No evil is without its compensation. The less money, the less trouble; the less favor, the less envy. Even in those cases which put us out of wits, it is not the loss itself, but the estimate of the loss that troubles us.
—Seneca the Younger (Lucius Annaeus Seneca) (c.4 BCE–65 CE) Roman Stoic Philosopher, Statesman, Tragedian
Let him who has enough wish for nothing more.
—Horace (Quintus Horatius Flaccus) (65–8 BCE) Roman Poet
Be glad of life because it gives you to chance to love and to work and to play and to look up at the stars.
—Henry van Dyke Jr. (1852–1933) American Author, Educator, Clergyman
The man who thinks his wife, his baby, his house, his horse, his dog, and himself severely unequalled, is almost sure to be a good-humored person.
—Oliver Wendell Holmes, Sr. (1809–94) American Physician, Essayist
Welcome everything that comes to you, but do not long for anything else.
—Andre Gide (1869–1951) French Novelist
If we get everything that we want, we will soon want nothing that we get.
—Vernon Luchies (1927–2012) American Clergyman
There is satiety in all things, in sleep, and love-making, in the loveliness of singing and the innocent dance.
—Homer (751–651 BCE) Ancient Greek Poet
The real tragedy of life is not being limited to one talent, but in failing to use that one talent.
—E. W. Howe (1853–1937) American Novelist, Editor
Man is fond of counting his troubles, but he does not count his joys. If he counted them up as he ought to, he would see that every lot has enough happiness provided for it.
—Fyodor Dostoyevsky (1821–81) Russian Novelist, Essayist, Writer
If one should give me a dish of sand, and tell me there were particles of iron in it, I might look for them with my eyes, and search for them with my clumsy fingers, and be unable to detect them; but let me take a magnet and sweep through it; and how would it draw to itself the almost invisible particles by the mere power of attraction! The unthinkful heart, like my finger in the sand, discovers no mercies; but let the thankful heart sweep through the day, and as the magnet finds the iron, so it will find, in every hour, some heavenly blessings.

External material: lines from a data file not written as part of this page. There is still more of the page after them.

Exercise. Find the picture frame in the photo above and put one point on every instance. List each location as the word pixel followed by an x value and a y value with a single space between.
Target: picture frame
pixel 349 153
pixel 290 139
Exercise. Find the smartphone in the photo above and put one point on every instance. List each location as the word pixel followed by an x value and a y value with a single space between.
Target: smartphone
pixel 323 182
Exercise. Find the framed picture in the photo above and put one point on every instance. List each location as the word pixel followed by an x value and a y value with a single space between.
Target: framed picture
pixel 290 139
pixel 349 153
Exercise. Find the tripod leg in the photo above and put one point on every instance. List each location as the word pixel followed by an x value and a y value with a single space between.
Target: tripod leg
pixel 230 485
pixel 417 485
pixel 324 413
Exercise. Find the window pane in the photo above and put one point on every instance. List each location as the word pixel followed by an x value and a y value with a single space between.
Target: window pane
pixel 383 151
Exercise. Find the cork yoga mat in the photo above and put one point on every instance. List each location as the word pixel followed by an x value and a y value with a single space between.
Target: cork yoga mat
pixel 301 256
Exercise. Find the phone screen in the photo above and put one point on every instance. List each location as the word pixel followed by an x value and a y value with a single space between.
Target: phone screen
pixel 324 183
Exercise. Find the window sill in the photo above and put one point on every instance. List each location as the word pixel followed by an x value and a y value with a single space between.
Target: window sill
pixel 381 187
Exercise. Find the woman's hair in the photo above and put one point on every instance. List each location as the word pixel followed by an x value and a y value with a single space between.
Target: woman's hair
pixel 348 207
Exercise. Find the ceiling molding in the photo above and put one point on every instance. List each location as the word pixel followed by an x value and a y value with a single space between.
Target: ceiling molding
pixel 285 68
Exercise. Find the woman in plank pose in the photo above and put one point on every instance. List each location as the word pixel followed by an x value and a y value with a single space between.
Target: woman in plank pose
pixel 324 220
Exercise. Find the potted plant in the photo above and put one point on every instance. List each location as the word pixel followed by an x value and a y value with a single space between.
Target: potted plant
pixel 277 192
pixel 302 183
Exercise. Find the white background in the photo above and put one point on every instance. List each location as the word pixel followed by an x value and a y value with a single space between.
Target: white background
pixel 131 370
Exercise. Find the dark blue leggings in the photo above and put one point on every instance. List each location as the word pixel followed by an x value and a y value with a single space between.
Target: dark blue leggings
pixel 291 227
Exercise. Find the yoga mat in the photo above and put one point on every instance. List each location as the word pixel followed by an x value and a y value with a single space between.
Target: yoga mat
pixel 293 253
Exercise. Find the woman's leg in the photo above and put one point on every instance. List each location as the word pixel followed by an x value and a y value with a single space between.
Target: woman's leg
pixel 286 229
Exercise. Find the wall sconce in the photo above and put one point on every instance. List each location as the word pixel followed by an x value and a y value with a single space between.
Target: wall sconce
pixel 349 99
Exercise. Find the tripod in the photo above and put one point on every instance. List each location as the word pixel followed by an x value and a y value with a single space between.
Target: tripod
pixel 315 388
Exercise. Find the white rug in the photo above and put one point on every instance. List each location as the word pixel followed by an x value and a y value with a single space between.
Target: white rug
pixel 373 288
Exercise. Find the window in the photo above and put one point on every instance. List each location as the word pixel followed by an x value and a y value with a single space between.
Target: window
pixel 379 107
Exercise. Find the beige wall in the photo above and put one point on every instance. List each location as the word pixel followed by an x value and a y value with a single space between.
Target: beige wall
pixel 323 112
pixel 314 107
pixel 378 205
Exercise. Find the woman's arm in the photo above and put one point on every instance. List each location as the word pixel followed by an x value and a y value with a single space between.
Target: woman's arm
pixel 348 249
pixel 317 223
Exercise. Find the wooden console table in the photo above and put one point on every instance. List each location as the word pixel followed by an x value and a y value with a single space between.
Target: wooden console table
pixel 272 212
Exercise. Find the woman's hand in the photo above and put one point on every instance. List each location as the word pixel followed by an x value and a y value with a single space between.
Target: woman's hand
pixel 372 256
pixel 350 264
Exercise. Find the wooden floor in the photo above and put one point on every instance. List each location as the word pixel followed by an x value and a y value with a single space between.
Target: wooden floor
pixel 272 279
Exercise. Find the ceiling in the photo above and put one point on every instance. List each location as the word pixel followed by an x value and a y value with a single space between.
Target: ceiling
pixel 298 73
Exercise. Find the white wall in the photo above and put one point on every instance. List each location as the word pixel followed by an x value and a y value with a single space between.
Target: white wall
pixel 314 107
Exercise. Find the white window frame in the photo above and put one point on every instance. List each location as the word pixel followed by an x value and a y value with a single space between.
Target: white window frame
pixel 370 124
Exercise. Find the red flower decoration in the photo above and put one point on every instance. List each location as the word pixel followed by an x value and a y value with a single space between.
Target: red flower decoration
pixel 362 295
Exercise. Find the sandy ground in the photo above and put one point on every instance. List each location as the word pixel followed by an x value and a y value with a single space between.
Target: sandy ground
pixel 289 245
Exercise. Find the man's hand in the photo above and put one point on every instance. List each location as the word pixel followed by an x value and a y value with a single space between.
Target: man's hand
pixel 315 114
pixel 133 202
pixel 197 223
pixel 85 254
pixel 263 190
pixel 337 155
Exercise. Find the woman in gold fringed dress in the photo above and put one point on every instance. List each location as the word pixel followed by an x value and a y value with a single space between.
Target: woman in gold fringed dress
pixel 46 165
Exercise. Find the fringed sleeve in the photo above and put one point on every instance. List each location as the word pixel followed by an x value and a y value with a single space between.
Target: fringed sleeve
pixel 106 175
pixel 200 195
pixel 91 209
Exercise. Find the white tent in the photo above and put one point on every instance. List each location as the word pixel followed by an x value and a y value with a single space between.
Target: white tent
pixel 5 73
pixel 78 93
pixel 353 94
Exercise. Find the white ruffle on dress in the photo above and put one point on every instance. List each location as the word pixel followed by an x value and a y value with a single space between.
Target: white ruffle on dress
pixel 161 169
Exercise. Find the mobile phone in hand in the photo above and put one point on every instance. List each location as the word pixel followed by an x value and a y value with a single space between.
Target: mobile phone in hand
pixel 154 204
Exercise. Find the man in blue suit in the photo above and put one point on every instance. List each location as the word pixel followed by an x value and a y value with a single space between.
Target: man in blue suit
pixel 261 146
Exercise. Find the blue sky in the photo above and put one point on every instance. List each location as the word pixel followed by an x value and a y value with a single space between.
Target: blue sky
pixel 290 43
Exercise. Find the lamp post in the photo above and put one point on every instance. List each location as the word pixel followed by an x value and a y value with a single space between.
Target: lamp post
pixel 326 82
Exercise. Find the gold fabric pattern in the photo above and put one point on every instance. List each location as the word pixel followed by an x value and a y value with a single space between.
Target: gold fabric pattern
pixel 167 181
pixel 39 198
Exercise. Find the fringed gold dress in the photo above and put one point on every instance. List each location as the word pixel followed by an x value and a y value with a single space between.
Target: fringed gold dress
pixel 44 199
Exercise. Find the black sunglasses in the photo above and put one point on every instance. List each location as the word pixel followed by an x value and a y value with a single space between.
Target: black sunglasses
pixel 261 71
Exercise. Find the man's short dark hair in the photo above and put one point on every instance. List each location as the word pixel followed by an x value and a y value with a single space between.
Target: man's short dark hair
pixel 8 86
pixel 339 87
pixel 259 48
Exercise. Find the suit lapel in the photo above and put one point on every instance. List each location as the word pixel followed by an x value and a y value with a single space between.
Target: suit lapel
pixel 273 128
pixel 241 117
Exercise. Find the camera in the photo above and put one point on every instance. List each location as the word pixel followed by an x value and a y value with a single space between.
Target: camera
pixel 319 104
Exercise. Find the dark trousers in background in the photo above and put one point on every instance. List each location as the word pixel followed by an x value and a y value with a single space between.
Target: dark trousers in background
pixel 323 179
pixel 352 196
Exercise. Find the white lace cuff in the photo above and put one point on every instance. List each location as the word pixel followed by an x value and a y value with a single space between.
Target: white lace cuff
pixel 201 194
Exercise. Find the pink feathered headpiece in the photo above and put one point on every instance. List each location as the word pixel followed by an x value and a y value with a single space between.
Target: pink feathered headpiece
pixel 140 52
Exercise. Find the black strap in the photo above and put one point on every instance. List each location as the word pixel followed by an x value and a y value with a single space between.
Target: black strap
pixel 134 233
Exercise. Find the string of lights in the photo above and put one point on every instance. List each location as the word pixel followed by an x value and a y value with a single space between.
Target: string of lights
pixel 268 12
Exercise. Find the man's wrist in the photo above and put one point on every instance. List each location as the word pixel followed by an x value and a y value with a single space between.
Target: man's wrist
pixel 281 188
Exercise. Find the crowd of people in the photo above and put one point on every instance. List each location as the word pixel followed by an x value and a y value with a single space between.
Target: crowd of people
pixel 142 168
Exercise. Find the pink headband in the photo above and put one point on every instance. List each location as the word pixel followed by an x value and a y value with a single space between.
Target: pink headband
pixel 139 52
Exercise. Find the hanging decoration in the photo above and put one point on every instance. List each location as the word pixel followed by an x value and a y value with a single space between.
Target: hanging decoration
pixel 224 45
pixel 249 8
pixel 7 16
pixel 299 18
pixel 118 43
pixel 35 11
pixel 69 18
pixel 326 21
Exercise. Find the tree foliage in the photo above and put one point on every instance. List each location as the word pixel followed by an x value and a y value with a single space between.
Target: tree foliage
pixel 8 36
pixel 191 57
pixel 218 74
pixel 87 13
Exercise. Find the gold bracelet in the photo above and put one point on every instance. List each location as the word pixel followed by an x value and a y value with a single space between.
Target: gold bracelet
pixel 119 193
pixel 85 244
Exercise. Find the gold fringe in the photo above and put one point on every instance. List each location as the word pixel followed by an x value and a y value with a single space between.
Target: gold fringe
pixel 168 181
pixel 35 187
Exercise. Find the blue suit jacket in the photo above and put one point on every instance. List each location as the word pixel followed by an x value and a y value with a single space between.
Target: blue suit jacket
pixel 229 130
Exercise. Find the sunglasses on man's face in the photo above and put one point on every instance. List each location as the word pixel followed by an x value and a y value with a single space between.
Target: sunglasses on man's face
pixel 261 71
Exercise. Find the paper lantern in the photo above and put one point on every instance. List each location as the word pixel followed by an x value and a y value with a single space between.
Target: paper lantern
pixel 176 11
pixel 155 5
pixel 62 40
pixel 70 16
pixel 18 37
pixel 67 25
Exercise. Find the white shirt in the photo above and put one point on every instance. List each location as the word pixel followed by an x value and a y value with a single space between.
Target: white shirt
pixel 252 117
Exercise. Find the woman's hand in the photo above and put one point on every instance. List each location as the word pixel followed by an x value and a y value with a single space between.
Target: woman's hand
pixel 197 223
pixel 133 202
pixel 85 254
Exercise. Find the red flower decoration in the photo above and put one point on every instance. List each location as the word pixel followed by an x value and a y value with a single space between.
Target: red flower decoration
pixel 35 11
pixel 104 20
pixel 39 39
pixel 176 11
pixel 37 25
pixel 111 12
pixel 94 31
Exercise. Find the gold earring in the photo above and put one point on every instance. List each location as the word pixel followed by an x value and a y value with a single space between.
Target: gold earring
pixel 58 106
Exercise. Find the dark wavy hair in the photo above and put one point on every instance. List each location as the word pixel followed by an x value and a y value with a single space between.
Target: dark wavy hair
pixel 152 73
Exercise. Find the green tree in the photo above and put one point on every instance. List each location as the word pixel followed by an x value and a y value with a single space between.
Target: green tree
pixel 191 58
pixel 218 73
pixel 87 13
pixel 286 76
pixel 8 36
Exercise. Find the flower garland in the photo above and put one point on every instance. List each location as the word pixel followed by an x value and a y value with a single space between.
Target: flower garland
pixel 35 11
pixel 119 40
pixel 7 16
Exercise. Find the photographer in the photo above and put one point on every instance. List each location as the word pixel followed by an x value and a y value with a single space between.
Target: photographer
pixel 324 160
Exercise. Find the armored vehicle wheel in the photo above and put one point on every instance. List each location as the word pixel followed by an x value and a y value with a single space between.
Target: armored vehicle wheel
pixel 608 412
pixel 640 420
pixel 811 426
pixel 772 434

—Henry Ward Beecher (1813–87) American Clergyman, Writer
A wise man cares not for what he cannot have.
A priest blesses his own bread first.
The talent for being happy is appreciating and liking what you have, instead of what you don’t have.
—Woody Allen (b.1935) American Film Actor, Director
It ain’t so much trouble to get rich as it is to tell when we have got rich.
—Josh Billings (Henry Wheeler Shaw) (1818–85) American Humorist, Author, Lecturer
Our earnest prayer is that God will graciously vouchsafe prosperity, happiness, and peace to all our neighbors, and like blessings to all the peoples and powers of the earth.
—William McKinley (1843–1901) American Republican Statesman, 25th President
We spend our time searching for security and hate it when we get it.
—John Steinbeck (1902–68) American Novelist, Short Story Writer, Journalist
Eden is that old-fashioned house we dwell in every day without suspecting our abode until we drive away.
—Emily Dickinson (1830–86) American Poet
Too happy would you be, did ye but know your own advantages.